In quite a number of tactical settings, that is a horrifically powerful spell - 6d8 poison damage every round, for up to ten rounds (as long as the Lich concentrates - and since it doesn't affect undead, the Lich can stay in the cloud happily). The lich is a pretty good tough solo encounter for a party of four 5th-level characters (I know, I ran it as that a couple of weeks ago).
But what if I didn't cast it? I mean, in the fight I'm thinking about, a 5th-level lightning bolt was better for the first round. In some cases, a fifth level magic missile or fireball might be better - they can hit a vastly wider-spread group than a 20' radius area.
But does this mean that the Bestiary should contain two XP values for the lich - one casting Cloudkill, one not?
Of course not.
The XP value needs to show the balanced *potential* value of defeating that creature. If it doesn't use all of its abilities, it's still been defeated, the party just had a (possibly) easier time of it. Maybe the tactical situation was such that it couldn't use those abilities. In that case, hopefully the party had some part in causing the situation that "weakened" the creature. If so, they earned the XP that way. If they had nothing to do with the situation, then the GM has constructed it.

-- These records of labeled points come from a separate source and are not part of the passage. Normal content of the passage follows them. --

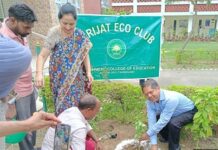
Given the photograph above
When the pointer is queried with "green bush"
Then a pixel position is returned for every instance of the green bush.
(125, 103)
(121, 101)
(206, 100)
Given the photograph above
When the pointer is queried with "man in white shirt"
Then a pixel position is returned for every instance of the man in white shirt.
(77, 118)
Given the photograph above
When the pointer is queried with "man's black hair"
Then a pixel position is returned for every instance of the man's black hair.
(22, 12)
(67, 9)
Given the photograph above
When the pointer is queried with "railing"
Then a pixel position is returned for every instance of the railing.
(201, 59)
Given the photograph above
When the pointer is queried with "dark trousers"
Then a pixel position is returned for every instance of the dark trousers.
(171, 131)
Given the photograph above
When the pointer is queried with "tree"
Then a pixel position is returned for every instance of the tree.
(190, 34)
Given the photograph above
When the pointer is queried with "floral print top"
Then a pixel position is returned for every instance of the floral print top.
(67, 78)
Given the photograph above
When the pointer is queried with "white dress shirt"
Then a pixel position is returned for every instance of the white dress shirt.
(79, 129)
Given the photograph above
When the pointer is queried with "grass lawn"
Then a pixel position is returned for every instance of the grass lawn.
(195, 55)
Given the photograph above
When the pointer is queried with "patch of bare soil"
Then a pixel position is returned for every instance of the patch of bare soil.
(125, 132)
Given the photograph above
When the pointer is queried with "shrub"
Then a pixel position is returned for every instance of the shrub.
(125, 103)
(206, 100)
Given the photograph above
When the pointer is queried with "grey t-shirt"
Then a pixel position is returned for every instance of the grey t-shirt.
(14, 60)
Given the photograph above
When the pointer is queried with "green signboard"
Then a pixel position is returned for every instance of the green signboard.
(124, 47)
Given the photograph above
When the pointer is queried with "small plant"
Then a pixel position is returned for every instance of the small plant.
(140, 128)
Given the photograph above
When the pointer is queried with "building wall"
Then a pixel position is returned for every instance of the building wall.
(206, 30)
(92, 6)
(45, 11)
(4, 5)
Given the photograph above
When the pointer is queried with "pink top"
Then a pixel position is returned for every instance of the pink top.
(23, 86)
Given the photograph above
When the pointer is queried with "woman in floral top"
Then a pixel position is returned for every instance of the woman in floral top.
(69, 66)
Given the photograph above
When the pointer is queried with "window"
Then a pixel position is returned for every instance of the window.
(183, 23)
(76, 3)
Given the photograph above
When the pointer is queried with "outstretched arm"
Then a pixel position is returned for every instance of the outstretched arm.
(37, 121)
(41, 59)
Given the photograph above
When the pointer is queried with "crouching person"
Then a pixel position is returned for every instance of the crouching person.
(82, 135)
(168, 112)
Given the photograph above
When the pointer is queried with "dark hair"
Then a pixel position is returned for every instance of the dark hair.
(22, 12)
(67, 9)
(87, 101)
(150, 83)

I can see basically three reasons why a GM might weaken a creature by using its full abilities:
1) The GM has a specific goal and is twisting the creature to fit it. This is, I believe (am I wrong?) fairly rare (as in: probably most of us have done it from time to time, but the vast majority of monsters we run are as standard). Some GMs are experienced enough to do this well and can work out a reasonable XP value for the resulting creature. Some GMs are not, and they would probably be best served by looking for a closer match in the bestiary and using that, or looking for another creature from a prior edition and converting it (I've seen some good conversion guides - the 4e one (
http://www.enworld.org/forum/showth...E-edition-monsters-to-D-amp-D-Next-on-the-fly) seems to work really well, which is a great relief for my two 4e games that are converting to 5th)
2) The GM forgot about them. In which case, it seems a shame to penalise the players for a mistake on the GM's part.

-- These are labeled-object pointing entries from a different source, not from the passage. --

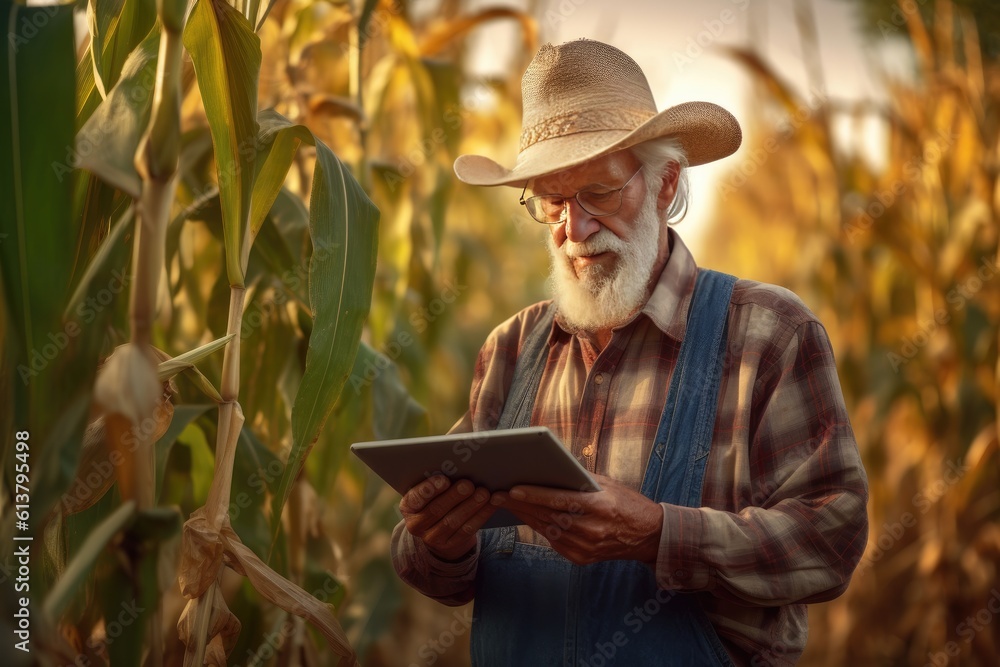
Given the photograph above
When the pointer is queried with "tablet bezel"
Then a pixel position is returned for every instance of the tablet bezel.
(492, 459)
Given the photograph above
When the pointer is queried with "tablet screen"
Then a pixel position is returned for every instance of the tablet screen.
(497, 460)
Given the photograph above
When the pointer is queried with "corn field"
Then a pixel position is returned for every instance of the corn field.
(232, 244)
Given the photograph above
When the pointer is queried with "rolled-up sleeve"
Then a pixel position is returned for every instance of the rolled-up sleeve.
(805, 531)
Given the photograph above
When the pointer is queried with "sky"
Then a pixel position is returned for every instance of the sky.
(676, 43)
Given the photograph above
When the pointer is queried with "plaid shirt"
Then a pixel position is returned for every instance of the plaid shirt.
(783, 520)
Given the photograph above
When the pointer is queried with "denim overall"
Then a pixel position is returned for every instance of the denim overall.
(534, 607)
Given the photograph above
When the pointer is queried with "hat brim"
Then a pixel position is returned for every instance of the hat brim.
(705, 131)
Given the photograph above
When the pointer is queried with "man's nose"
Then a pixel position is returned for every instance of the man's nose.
(579, 225)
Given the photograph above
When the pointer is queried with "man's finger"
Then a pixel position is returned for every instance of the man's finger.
(421, 494)
(453, 524)
(419, 523)
(557, 499)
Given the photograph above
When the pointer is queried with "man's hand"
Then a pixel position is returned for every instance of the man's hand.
(615, 523)
(446, 516)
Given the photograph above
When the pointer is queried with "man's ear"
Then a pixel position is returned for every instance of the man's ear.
(668, 185)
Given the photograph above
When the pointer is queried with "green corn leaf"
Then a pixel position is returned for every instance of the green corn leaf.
(78, 570)
(36, 132)
(184, 416)
(227, 57)
(107, 142)
(343, 226)
(182, 362)
(116, 27)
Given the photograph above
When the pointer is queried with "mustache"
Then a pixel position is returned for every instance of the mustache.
(602, 241)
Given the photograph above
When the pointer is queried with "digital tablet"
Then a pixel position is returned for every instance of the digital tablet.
(497, 460)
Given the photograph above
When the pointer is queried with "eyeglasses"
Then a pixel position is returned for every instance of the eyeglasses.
(597, 201)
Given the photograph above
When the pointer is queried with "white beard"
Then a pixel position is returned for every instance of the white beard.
(598, 298)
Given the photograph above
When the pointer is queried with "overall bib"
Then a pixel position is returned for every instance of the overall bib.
(534, 607)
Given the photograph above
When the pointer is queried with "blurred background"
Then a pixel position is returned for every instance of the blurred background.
(867, 183)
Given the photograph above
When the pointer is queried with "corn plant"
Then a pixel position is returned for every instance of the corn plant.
(126, 189)
(900, 264)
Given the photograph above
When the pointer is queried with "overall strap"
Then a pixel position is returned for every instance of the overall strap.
(676, 467)
(528, 373)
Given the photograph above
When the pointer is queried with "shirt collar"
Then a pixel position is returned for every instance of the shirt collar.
(667, 306)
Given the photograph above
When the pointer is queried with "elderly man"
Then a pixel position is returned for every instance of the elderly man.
(708, 408)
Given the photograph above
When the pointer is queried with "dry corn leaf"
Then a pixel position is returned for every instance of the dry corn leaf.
(285, 594)
(127, 384)
(222, 629)
(201, 555)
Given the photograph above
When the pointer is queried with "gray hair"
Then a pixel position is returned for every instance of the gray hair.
(654, 155)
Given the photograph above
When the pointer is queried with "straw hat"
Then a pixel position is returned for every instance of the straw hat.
(585, 99)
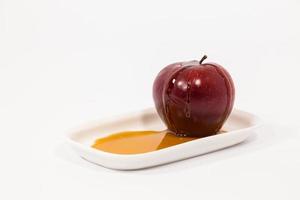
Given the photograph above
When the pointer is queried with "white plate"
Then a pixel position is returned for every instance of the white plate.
(239, 126)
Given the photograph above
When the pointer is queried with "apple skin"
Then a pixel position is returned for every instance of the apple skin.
(193, 99)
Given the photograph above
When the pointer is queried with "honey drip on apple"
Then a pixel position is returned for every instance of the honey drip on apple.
(136, 142)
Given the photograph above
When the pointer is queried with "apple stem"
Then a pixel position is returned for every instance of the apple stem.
(203, 58)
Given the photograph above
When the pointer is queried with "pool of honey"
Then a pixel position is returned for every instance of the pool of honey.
(135, 142)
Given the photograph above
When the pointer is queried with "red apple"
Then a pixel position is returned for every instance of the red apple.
(193, 98)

3) The GM made a mistake, used a creature that's just too powerful and is trying to tone it down to avoid a TPK (I'm assuming that most of us have been there at some point or other). I think in this case, it's usually better to *not* tone down the creature - to try to come up with something that lets the players still defeat it. Maybe some clever use of scenery, or some allies, or a third side entering the fight. Either way, though, it's an issue when the players defeat it. I would probably search for something close enough in abilities at the right level and switch to that, either during the combat if there was time or semi-retroactively (basically, give the players a clue that the creature is weaker than the thing it looks like, and then deal with what it *really* is when the situation has resolved). For XP, I'd look at how tough the fight was retrospectively and then set a reasonable value for the fight based on the number of players and difficulty - effectively, encounter design in reverse.
... that tangented more than I expected. Oh well.